The announcement, posted on the website of the Ministry of Commerce, said that foreign institutional investors are exempt from registration fees when taking out domestic and foreign loans for property and settling foreign exchange transactions.
Foreign individuals and companies are now allowed to buy as many properties as they wish, but they are still subject to local housing purchase limits, such as that in Shanghai, where people without a Shanghai household registration are allowed to buy only one property.
Previously, foreign residents were allowed to buy no more than one property on the mainland and had to first have worked in China for a year.
Analysts said Thursday's move was an adjustment under current market conditions, since housing prices are stabilizing and the market is mature enough to open to foreign capital.
"Before, when foreign capital came into China's domestic property market, housing prices surged to a level that Chinese residents could not afford, and the pace of the housing price rises was so much faster than that of local residents' income," said Tao Wei, a property agent with Shanghai Tianyou Property.
In 2009, when a high-end property project was launched in central Shanghai, foreign investors flocked to buy, according to a Xinhua report, and one extended family purchased 48 units at one time.
The previous house purchase limits were made under such particular circumstances, and they end because the market has changed, said Tao.
For foreign investors who have worked in China and want to own housing, the policy change is good news that will help them buy property, but it will not significantly affect housing prices nation-wide because the increase in demand will be marginal compared with the huge inventories across the nation, market insiders said.
Properties in Beijing and Shanghai are most sought after by foreign investors.
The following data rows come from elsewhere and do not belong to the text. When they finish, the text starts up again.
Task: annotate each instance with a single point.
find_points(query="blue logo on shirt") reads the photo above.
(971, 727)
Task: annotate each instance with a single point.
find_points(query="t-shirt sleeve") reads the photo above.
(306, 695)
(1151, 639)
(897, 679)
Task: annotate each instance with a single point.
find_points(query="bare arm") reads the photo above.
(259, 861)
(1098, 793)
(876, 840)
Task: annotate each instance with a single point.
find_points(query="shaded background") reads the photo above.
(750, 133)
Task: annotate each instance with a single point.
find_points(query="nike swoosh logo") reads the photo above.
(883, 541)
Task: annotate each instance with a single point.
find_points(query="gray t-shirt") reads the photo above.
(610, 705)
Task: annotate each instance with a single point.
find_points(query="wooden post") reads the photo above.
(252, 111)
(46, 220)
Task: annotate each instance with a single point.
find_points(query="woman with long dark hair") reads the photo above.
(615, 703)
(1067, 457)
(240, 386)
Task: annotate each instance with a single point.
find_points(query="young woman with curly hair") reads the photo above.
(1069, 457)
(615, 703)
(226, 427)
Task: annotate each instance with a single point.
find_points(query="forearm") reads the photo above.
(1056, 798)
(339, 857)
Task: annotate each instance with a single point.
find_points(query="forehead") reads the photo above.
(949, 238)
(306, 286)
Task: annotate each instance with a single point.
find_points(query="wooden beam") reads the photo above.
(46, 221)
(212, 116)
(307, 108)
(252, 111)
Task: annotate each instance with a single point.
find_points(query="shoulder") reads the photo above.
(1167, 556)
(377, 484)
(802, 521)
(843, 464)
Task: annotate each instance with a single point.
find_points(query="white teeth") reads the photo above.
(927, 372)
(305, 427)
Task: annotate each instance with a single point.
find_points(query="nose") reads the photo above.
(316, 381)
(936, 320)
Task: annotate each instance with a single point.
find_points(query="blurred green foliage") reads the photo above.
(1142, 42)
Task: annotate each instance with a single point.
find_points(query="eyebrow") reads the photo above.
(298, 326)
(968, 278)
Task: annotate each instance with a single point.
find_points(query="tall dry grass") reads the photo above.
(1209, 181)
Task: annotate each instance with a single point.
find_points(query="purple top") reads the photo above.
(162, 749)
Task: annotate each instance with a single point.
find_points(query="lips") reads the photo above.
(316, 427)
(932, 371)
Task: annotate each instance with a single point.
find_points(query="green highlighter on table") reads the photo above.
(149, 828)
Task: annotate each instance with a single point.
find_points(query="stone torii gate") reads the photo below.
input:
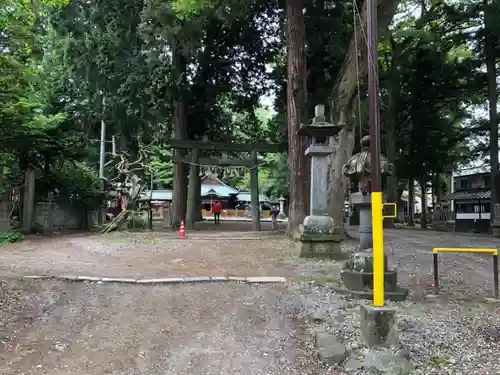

As purchase limits still exist in these key cities, speculation will not be a danger, said James Macdonald, research director at Savills East China.
In second-and lower-tier cities without purchase limits, foreign investors may be spurred to buy properties to meet housing demands, but it is not likely they would buy many more than they need for their own purposes, such as for value growth or rental return, as the yields in these cities are lower than in other world gateway cities, according to Zhang Hongwei, chief analyst of Tospur Real Estate Consultancy.